Le générique initial apparaît, sagement écrit sur un cahier d’écolier, puis il ouvre sur une séance de travail individuel, durant laquelle les élèves peuvent venir chercher aide, soutien, explications auprès du maître, dont le bureau ne tarde pas à être pris d’assaut... Ne vous y trompez pas ! L’ école sera à la fois le cadre omniprésent, mais non l’objet principal, à la différence d’un « Être et avoir » (2002), centré sur les enjeux de la pédagogie. Loin des choix qui animaient le long-métrage très salué et récompensé de Nicolas Philibert, l’école, et plus spécifiquement la classe de Monsieur Bruno Franc, sont plutôt approchées ici comme contenants, espaces, conditions de possibilité de ce qui va y éclore. C’est de ces petites éclosions miraculeuses que Bruno Romy, le grand complice du binôme formé par les réalisateurs et acteurs Fiona Gordon et Dominique Abel, a voulu nous rendre témoins.
Après « Le Bar des Amants » (1998), ce troisième long-métrage en solo fait directement suite au précédent, également documentaire, « Quand j’avais 6 ans, j’ai tué un dragon » (2016), dans lequel Bruno Romy témoignait de la traversée, par sa fille, d’une leucémie. Lorsque Mika, après avoir vaincu le mal, confia à son père que ce qui lui avait le plus manqué durant ce combat était l’école, le réalisateur conçut aussitôt le projet de tenter de percevoir tout ce qui se joue, pour les enfants, dans ce creuset qu’est l’école, et cela bien au-delà de la matière scolaire elle-même. Avec, bien sûr, mais aussi au-delà, en deçà, à côté... Afin de pouvoir être le témoin de processus aussi infimes, intestins, il fallait se faire discret, pour ainsi dire invisible, d’où une immersion de plusieurs mois, et cette présence de micros dispersés dans la classe de Mika, chargés de recueillir jusqu’aux chuchotements...
Émerge de ce retour en classe, qui accorde une part égale à chacun des vingt-quatre élèves qui composent ce petit groupe humain, une construction en trois chapitres clairement distincts : I. Le groupe, II. Duos et trios, III. Solos. Ce zoom progressif vers l’individu permet de saisir une multitude d’aspects de ce kaléidoscope qu’est une classe, sans pour autant scinder artificiellement les thématiques.
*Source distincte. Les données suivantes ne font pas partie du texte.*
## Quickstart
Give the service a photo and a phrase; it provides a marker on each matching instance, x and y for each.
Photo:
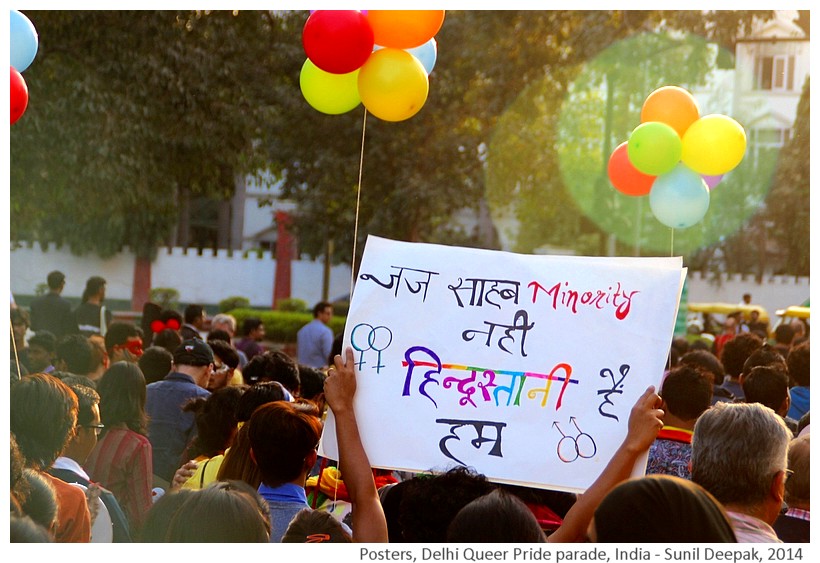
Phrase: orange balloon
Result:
(671, 105)
(404, 29)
Ainsi, le premier chapitre se montre d’emblée attentif aux réactions individuelles au sein d’activités de groupe : une langue qui se tire et ondule en une lente convulsion, en accompagnement de l’effort fourni ; le désarroi des élèves peinant sur un devoir ; la gestion collective des conflits, arbitrée, sous l’œil du maître adepte des méthodes Freinet, par des élèves désignés ; l’approche d’une langue autre par le biais du chant ; les moments de lecture offerte par le maître et l’écoute si touchante, si réactive, des élèves...
Les chapitres suivants s’insinuent dans les interactions plus fines, captent les rires, les moments d’entraide, de plaisanterie, d’agacement devant l’incompréhension du camarade, de bricolage méditatif... La caméra abandonne alors son point de vue d’adulte et observe l’enfant en contre-plongée, devenant elle-même un plus petit, sauf lorsqu’elle ose de nouveau le surplomb, par exemple durant les récréations, alors que les enfants s’ébattent en contrebas, dans la cour, et s’adonnent à des jeux tantôt brusques, animés, tantôt doux et caressants, comme cette grappe de petites filles accrochées à leur souriante camarade, dont elles entreprennent avec application de tresser la chevelure. Dans ces moments de vie plus libre, le montage, de Bruno Romy également, peut parfois accélérer ou ralentir le rythme de défilement de l’image, créant soit un effet comique d’ancien film muet, soit un effet de danse un peu onirique, effets aussitôt escortés par la musique de Pierre David qui leur emboîte le pas.
Cette jolie auscultation d’une classe de fin de Primaire, aux alentours de Caen, se clôt sur une série d’entretiens isolant quelques figures enfantines, face caméra, et recueillant leurs réponses toujours surprenantes, inventives, drôles, décalées, à des questions inattendues : quel objet aimerais-tu être ? quel animal ? quel est ton dernier rêve ? comment t’imagines-tu en adulte ?...
On sait gré à la petite Mika, grâce aux combats qu’elle a menés et gagnés, d’avoir ensuite entraîné son papa dans son sillage jusque sur les bancs de l’école où, véritable Doisneau du Septième Art, il nous permet de ressaisir tout l’inchangé de l’enfance, toute sa fourmillante permanence, par-delà les modes et les pratiques pédagogiques.